Some people believe that this problem with analytics will be solved over time. Quite a few larger enterprises start with what I call re-implementations of the SAP software. Five years after my first exposure to SAP at Shell Chemicals in the Netherlands I became a member of the team responsible for the “re-implementation” of the software for Shell’s European Chemicals business. Of course there were cost benefits (less SAP systems = lower operational cost for the enterprise) and some supply chain related transactions could be processed more efficiently from the single system. But the region was still not really benefitting from it as the (national / legal) company in SAP is the most important object around which a lot has been organized (or configured) . Hence most multinational enterprises use another software product into which data is interfaced for the purpose of regional consolidation.

I was employed by Shell for almost 10 years.
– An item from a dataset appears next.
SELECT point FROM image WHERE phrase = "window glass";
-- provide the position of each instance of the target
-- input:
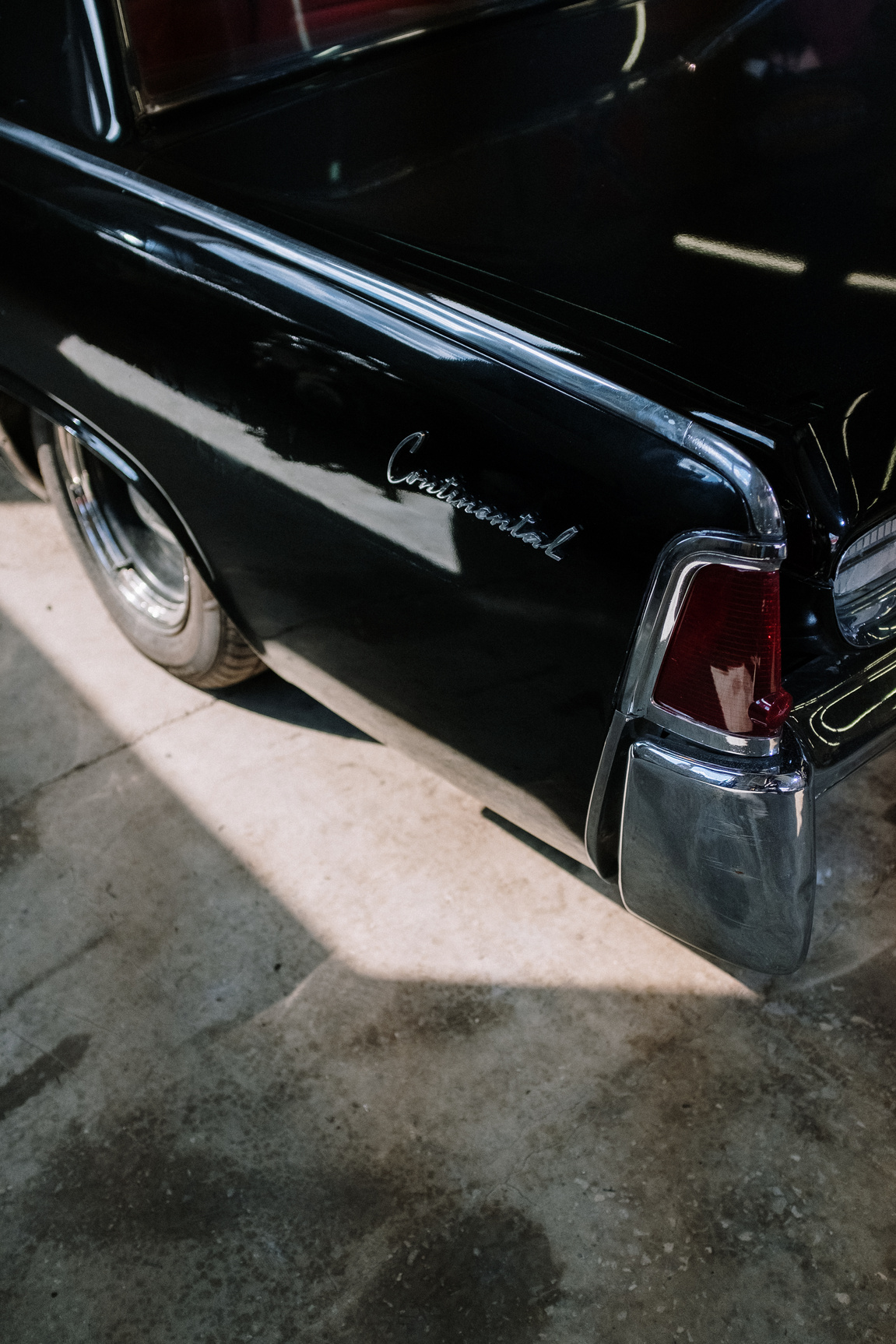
(183, 47)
It is a special company and I am still in contact with a few people that I worked with. The other day I asked about the SAP landscape as it is today and was told that, 25 years after my first SAP experience they are still running multiple SAP systems and re-implementation projects. As I consider myself an expert in SAP I am sure I could have built a career on the re-implementation of the SAP systems.

The point that I want to make with this post is that many businesses need to take into account that they run multiple SAP systems, and more importantly that these systems are not automatically integrated. This fact has a huge impact on the analytics of the SAP data and the work required to provide an enterprise view of the business. So if you are involved in the delivery of analytical solutions to the organization then you should factor in “the Scottish play” issue into the heart of your design even if nobody else wants to talk about it.

Notes:

1 http://events.sap.com/sapphirenow/en/session/871 

2 This is why an appreciated colleague, a manufacturing consultant leader, always refers to SAP as the “Standard Accounting Package”.

3 In SAP the “Company” (T001-BUKRS) is probably the most important data object around which a lot has been organized (configured). Within SAP consolidation of these “companies’ is not an obvious thing to do. Extensions of the financial module (FI)designed to consolidate are difficult to operate and hardly ever used. Add to this the fact that almost every larger Enterprise has multiple SAP systems and the fact that consolidation takes place in “another” system is explained.

4 In 2007 SAP acquired OutlookSoft now known as SAP BPC (Business Planning & Consolidation) for this very purpose.